Una fusión defensiva
«Son las urgencias económicas más que las lecturas políticas lo que explica el nacimiento del nuevo gigante bancario»
Cuando yo era adolescente, un tío mío, creo recordar que en ocasión de una boda, me explicó que había que invertir en bancos. Su lógica era tan poderosa como superficial: los bancos siempre ganan a costa del cliente. Supongo que en aquella época –últimos años de los ochenta– tenía razón. A fin de domeñar la inflación, los tipos de interés eran altos y la economía española, recién incorporada al Mercado Común Europeo, se expandía a gran velocidad. Para un país como el nuestro, tras una larga década de crisis y de reconversión industrial, las burbujas eran algo casi natural. Modernizarse y enriquecerse conjugaban con el optimismo de una nación vieja –pero rejuvenecida– que disfrutaba del rostro amable de unas libertades recuperadas. Los bancos siempre ganan porque nada les puede salir mal. O eso creíamos: unos por ingenuidad, otros por ignorancia. Y así entramos en la vida adulta.
Veinte, veinticinco años más tarde, también desapareció esa certidumbre. Nuestras empresas eran colosos con los pies de barro, polifemos a punto de despeñarse por el barranco del endeudamiento, la mala gestión y un ciclo económico adverso. Telefónica pasó de cotizar cerca de los treinta euros a hacerlo ligeramente por encima de los tres. El mapa autonómico de las cajas de ahorro fue arrasado. El Banco Popular, considerado durante años uno de los más solventes de Europa, desapareció. Presionada por los tipos de interés negativos, las dudas sobre el euro y los activos tóxicos, la banca europea empezó a agonizar. Y lleva una década haciéndolo, no sólo en España. Mientras la banca americana recuperaba con velocidad su pulso una vez superado el crash de 2008, las entidades europeas se ensimismaron en un bucle negativo que no admitía excepciones. Las pérdidas afloraban y el optimismo del pasado se transformaba en un pesimismo inédito de cara al futuro. El crédito no fluía y, por consiguiente, tampoco fluía la economía. Las antiguas operaciones corporativas ofensivas se convertían en movimientos defensivos, movidos por la necesidad: ganar tamaño para sobrevivir.

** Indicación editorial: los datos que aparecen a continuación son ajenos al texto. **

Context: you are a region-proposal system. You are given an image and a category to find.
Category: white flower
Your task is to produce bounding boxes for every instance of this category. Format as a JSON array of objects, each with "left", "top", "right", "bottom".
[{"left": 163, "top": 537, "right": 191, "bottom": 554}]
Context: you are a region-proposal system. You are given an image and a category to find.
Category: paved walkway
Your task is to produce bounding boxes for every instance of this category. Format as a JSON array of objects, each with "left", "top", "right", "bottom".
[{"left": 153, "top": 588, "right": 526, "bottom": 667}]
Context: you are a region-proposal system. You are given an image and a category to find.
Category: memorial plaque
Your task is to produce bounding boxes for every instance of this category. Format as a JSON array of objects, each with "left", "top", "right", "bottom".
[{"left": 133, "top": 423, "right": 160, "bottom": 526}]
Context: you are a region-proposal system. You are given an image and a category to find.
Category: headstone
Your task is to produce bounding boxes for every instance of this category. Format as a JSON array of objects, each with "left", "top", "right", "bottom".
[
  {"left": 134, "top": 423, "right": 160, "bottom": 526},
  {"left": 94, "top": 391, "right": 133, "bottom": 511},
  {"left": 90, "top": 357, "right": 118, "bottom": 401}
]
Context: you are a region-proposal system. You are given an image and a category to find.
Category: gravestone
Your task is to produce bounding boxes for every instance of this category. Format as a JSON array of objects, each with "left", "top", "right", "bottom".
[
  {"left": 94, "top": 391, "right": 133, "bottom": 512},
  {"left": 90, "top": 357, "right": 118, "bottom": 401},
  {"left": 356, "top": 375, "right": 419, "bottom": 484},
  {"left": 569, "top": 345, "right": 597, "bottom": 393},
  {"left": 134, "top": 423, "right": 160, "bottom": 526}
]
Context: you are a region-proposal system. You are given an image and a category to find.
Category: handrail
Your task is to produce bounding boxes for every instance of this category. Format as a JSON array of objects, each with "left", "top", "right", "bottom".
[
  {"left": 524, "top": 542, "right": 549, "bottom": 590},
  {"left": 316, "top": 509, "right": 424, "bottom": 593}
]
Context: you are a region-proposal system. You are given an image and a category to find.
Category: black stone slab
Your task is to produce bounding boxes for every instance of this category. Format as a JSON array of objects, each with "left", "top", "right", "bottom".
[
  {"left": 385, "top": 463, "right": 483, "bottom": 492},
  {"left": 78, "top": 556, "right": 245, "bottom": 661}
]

En este contexto, hay que interpretar la fusión entre Bankia (la antigua Caja Madrid) y CaixaBank. Son las urgencias económicas más que las lecturas políticas lo que explica el nacimiento del nuevo gigante bancario. Como consecuencia de la reducción de costes –evidente en cuanto al número de oficinas y al cierre de servicios centrales duplicados– y de un previsible aumento de ingresos al limitarse el número de actores –y, por tanto, la presión competitiva–, el nuevo banco adquiere una mayor fortaleza de cara a un futuro, que sigue presentándose incierto. A la espera de nuevas fusiones –el BBVA con el Sabadell parece el caso más evidente, Liberbank con la Kutxa o Unicaja sería otra posibilidad–, en Europa el camino no se completará hasta que se consoliden las operaciones transnacionales. Es cuestión de tiempo –quizás de años, pero no de décadas– que lo veamos. Seguramente cuanto antes mejor, aunque el coste en lo que concierne a la descapitalización laboral en nuestro país será alto. Nada es gratis. Y eso lo sabemos ya demasiado bien.